This is a nice and concise description of text categorization by two of the leading experts on the topic. I would like to add two remarks.
1. Text categorization is different from traditional statistical classification problems in that the number of features (words) is very large, and text is represented as a sparse vector with many zero components. Computationally, it is important to use a learning algorithm that can work efficiently with sparse data, and the performance of the algorithm should not be affected by the large dimensionality.
2. Although bag of words is the most fundamental representation for text categorization, in many industrial applications, other types of domain-specific features may be helpful. For example, for web-page classification, the page layout, link structure, etc, may yield useful information. Challenges such as effective methods to integrate these additional information sources, and methods to deal with large taxonomy, etc, make text categorization an exciting topic for continuing research.
This is a great summary on text categorization. I just have the following comments, in hope that the article can become even more comprehensive.
1) In addition to the methods reviewed in the article, Boosting is also be a very promising text classification method. It should better be introduced with some details as well.
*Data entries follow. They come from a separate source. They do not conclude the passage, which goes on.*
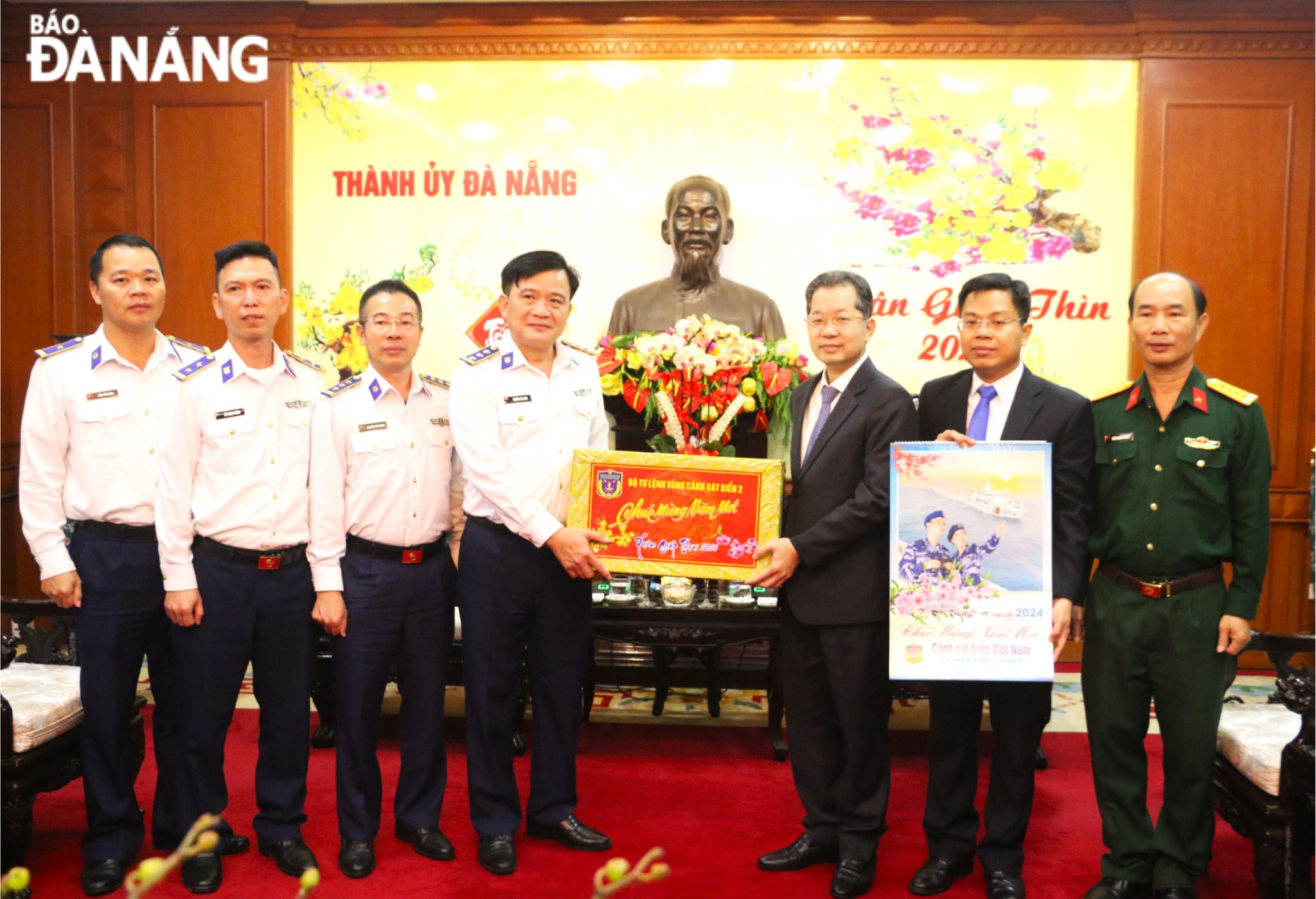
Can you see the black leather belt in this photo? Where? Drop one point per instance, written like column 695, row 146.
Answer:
column 144, row 532
column 1164, row 589
column 404, row 555
column 266, row 560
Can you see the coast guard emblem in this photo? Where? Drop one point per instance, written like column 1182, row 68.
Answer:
column 609, row 485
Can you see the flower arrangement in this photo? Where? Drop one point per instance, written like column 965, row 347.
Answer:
column 935, row 596
column 326, row 330
column 698, row 377
column 954, row 194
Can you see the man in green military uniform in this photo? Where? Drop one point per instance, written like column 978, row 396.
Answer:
column 1182, row 487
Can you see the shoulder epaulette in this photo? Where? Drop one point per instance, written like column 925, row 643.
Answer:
column 60, row 348
column 306, row 362
column 1236, row 394
column 481, row 355
column 577, row 346
column 191, row 369
column 190, row 345
column 1110, row 391
column 345, row 385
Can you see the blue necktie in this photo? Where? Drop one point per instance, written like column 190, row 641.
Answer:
column 978, row 423
column 830, row 394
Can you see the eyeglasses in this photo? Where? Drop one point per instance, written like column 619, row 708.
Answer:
column 382, row 325
column 990, row 324
column 840, row 323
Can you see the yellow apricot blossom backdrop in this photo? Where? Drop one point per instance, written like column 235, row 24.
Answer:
column 918, row 174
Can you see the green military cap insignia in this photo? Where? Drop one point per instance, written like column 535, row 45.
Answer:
column 58, row 348
column 342, row 386
column 1236, row 394
column 188, row 370
column 481, row 355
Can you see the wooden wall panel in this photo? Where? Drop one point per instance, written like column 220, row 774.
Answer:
column 1224, row 197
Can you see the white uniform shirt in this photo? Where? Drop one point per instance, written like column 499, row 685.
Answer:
column 236, row 459
column 1000, row 403
column 516, row 429
column 89, row 440
column 382, row 469
column 815, row 405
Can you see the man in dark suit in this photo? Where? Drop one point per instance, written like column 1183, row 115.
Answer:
column 1000, row 399
column 833, row 565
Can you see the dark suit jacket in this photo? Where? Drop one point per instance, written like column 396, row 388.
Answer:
column 1040, row 411
column 837, row 512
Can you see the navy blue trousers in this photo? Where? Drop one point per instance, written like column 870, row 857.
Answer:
column 121, row 620
column 262, row 618
column 404, row 614
column 513, row 594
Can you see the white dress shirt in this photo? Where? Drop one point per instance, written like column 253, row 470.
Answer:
column 236, row 459
column 89, row 440
column 516, row 429
column 1000, row 403
column 382, row 469
column 815, row 405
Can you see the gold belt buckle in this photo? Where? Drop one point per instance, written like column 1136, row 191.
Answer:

2) Feature selection is also an important part of text categorization. I know Yiming Yang has a very nice paper on that. Maybe some information can be included here.
3) As for multi-class and multi-label text categorization, there are many strategies and algorithms proposed in the literature. Although one can say that binary classification is the most fundamental case, some important aspects of how to connect it with multi-class / multi-label cases should better be introduced and explained as well.
4) As mentioned in the article, it is still challenging when we have to deal with very large scale text categorization. In this case, some discussions on how to distribute the computations might also be helpful.